Thursday, February 10, 2011

Hurricanes for the Newly Initiated

We all have our scaredy cat moments.  You know what freaks me out?  Tornadoes.  They pop up out of nowhere so you are completely unprepared and their path is about as random as a pig tied to a string.  I'm always amazed when I watch tornado coverage and they show one house with a couple of shingles missing sitting in between two houses that have been reduced to toothpicks.  How do you fight that?  You can't!

We don't get many tornadoes down this way, but I've had a designated shelter room in every house we've lived in.

Earthquakes are yet another natural event that give me the heebie jeebies.  You don't even get to have a designated shelter room when one of those hits.  Where exactly does one go for safety when the entire ground is moving?  Furthermore, I can't really get on board with the notion of aftershocks. 

My fear of earthquakes is perfectly valid because Wilmington is on a fault line.  The same fault line that rang Charleston's chimes in 1886 runs slap dash through our fair Port City.  I vividly recall sitting at my parents' house in Forest Hills and feeling slight tremors rock just enough to remind you that they were there and they were waiting.  You know what is built literally on top of the Charleston/Wilmington fault line?  The nuclear power plant.  Who in the name of sweet baby Jesus thought that would be a good idea?  Dumber than a box of hair.

So, yes, Mother Nature has plenty of weapons at her disposal to give me the willies, but nothing quite releases the dread in my heart as does a hurricane barreling through the Atlantic.  Tornadoes and earthquakes are scary, but they are still rather far off the path of likelihood.  To the contrary, hurricanes are a very real threat.  When a hurricane is coming...you just know.

I've lost count of how many hurricanes I've been in.  I'm pretty sure that my first hurricane was Diana in 1984.  There's no need to be gauche and ask how old I was, but suffice it to say that I was in elementary school.  When you're that age, you can't have any kind of a concept as to what a hurricane really does.  It's just a reason to stay out of school and what can be so bad about that?  Even when we lost power, my brother and I had a fine time bumping around in the dark with flashlights and candles. 

Diana was unique in that the eye passed over Wilmington once and then the bitch hit the brakes and backed up over us so we got to have all the fun again.  Do you know what that meant?  More school cancellation days!  WOOHOO!  Frankly, I was at a loss to understand what my parents were complaining about. 

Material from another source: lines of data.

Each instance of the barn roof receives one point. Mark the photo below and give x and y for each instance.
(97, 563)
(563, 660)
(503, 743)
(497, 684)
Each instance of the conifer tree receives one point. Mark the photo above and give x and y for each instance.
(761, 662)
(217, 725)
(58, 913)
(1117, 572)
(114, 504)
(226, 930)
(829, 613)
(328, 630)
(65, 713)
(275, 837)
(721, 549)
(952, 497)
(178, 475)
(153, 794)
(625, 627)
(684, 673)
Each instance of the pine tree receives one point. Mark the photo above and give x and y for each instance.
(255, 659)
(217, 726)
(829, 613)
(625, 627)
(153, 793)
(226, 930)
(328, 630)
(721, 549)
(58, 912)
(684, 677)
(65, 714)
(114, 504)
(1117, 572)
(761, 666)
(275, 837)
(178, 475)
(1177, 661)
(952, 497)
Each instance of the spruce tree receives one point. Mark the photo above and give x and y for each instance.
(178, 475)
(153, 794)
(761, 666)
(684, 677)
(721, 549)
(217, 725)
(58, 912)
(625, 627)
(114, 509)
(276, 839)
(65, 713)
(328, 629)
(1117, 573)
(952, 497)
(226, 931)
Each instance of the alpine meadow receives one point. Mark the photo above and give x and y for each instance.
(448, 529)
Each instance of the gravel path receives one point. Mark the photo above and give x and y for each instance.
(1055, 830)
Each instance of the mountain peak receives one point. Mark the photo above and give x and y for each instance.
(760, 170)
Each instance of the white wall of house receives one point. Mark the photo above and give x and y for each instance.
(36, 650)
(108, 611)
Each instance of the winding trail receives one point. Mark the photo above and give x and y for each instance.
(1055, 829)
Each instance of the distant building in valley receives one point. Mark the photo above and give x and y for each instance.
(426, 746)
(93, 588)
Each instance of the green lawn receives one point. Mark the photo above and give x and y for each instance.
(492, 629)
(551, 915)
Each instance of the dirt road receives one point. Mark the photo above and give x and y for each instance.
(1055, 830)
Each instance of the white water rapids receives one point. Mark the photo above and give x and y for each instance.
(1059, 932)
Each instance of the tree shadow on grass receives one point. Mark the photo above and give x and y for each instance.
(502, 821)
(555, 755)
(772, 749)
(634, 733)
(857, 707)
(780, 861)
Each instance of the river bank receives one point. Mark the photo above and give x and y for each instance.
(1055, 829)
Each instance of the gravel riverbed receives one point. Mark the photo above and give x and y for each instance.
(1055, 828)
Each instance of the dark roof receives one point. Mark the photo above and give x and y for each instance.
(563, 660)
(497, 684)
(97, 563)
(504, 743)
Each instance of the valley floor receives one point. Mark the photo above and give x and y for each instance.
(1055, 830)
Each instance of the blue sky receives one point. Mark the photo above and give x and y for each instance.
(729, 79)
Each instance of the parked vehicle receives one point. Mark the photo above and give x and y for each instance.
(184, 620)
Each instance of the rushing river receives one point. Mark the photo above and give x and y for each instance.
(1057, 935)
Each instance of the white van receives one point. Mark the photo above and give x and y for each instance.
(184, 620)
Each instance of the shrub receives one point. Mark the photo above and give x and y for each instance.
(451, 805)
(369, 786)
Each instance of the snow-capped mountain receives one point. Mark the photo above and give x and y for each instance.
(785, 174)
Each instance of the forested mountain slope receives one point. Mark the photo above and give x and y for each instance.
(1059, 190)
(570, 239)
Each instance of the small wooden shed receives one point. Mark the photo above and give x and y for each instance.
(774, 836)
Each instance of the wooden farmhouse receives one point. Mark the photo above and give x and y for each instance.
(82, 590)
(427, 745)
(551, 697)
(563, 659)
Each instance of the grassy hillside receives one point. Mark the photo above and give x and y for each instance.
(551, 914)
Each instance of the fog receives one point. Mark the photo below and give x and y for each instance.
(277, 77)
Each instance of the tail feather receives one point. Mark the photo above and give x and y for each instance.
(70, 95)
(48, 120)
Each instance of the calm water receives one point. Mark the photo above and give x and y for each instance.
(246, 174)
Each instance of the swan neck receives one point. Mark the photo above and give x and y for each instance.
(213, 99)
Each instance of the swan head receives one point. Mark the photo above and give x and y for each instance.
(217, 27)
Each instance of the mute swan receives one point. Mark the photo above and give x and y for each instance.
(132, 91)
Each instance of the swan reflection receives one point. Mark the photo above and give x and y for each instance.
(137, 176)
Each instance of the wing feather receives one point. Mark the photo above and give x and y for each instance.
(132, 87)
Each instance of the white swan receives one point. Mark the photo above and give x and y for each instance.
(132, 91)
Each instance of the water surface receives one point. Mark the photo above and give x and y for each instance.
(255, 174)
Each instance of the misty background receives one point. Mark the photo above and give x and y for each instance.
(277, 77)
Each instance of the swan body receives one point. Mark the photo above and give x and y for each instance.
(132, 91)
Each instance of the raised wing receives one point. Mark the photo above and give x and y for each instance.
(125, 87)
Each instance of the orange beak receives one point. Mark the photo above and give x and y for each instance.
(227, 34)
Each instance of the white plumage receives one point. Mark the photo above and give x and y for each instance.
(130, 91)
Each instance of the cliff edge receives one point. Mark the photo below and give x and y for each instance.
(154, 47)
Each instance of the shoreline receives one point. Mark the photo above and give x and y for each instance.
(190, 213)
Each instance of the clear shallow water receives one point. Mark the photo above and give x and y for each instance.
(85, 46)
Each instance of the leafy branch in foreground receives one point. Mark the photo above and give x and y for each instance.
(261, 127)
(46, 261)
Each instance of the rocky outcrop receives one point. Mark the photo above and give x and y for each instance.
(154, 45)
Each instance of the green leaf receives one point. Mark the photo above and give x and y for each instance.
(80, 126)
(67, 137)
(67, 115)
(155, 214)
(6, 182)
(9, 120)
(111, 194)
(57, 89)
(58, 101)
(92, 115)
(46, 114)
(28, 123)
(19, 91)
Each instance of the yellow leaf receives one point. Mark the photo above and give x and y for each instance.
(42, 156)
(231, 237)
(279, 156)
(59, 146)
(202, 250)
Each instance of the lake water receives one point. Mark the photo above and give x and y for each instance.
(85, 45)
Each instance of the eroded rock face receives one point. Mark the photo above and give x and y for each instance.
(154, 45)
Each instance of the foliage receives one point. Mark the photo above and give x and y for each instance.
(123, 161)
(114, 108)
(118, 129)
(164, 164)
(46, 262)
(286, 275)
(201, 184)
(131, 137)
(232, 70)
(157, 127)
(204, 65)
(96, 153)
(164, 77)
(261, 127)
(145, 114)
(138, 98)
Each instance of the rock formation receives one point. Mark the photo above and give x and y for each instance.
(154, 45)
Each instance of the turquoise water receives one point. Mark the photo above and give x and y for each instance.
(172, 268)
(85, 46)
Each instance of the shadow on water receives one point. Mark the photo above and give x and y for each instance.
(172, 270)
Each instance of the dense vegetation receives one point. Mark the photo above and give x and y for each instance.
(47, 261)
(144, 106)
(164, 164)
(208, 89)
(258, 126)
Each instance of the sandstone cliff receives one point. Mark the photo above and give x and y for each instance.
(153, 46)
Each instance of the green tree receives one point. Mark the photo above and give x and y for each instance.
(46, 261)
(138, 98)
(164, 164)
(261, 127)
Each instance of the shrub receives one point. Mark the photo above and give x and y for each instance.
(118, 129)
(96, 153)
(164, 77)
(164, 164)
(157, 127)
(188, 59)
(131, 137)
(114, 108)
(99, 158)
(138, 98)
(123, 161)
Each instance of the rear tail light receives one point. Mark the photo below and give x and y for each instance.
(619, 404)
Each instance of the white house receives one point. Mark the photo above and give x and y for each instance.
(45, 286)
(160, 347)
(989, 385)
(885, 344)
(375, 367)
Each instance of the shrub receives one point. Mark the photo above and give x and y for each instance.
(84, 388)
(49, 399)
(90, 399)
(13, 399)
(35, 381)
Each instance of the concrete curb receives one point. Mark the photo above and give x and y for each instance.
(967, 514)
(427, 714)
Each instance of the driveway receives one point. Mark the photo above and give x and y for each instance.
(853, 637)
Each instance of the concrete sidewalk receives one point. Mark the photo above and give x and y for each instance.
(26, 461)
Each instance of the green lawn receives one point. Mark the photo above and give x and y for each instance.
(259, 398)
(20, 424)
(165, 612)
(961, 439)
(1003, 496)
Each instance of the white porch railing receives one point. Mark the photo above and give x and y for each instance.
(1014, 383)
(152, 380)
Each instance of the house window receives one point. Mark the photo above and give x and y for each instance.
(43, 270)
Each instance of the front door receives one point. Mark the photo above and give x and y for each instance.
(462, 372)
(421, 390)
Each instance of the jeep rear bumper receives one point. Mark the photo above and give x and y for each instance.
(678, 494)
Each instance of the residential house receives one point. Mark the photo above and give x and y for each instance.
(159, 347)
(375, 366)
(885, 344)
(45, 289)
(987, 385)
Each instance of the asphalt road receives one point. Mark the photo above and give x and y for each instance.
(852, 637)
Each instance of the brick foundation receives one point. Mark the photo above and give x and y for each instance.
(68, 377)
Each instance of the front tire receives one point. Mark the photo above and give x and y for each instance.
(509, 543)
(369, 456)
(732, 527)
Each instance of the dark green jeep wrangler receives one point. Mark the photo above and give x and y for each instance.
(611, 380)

I married me a Raleigh boy in 1995 and talked him into settling down at the beach.  Right around the time of our first anniversary, there were some rumblings going on about a hurricane that had the audacity to look threatening right at the start of hurricane season.  Any self-respecting hurricane would have at least waited until September.  Nonetheless, it looked like Hurricane Bertha was headed for a visit.

My husband really hadn't had any sort of dealings with hurricanes as evidenced by his breathless anticipation of the arrival of Bertha.  Basically, his level of excitement mirrored mine from Diana.  He skipped off to the store and bought all of the things they tell you to buy, did what he was supposed to do and then sat down with our dog and waited (if he'd had a tail, it would have been wagging). 

So...Bertha hit and the two trees that we had in our yard fell as Scott watched from the widow and declared it "SO COOL!"  The power was out, but bright and early the next morning, my husband was up and ready to clean.  Apparently no one had filled him in on the big Power Loss = No Air Conditioning problem.  He called our landlord and was amazed to find him still abed at 7:00 AM and somewhat less than on the ball about getting the trees cleared out of our yard five minutes ago.

So, as starts many a redneck story, "he had a friend who owned a chainsaw."  Said friend showed up and the big ass pine tree out front was sliced into nice little bite sized pieces.  The problem was that there was nowhere to go and cool off after such a long hot day of work.  My beloved was a heat stroke waiting to happen.  We camped out at the law firm that night because it was on the same power grid as the Police Department and it had power.

Then bigger, badder Fran hit a few weeks after and took care of culling many half-hearted residents as evidenced by the for sale signs that sprung up shortly thereafter.  After that, there were a couple of little piddly hurricanes and then Floyd showed up to flood them all off the map.  I remember the season that I was pregnant with Baby Belle 1 because we were struck by a storm bearing her name.  (Omen much?)

Yep, hurricanes tend to separate the wheat from the chaff.  Sherman burned Atlanta and it grew back.  Hurricane Hazel nearly drowned Wilmington in the '50's, but it grew back, too.  This is a wonderful place to live, but you have to have the cajones to stick it out.  Not a problem for the Diamond Magnolias.  Bring it on.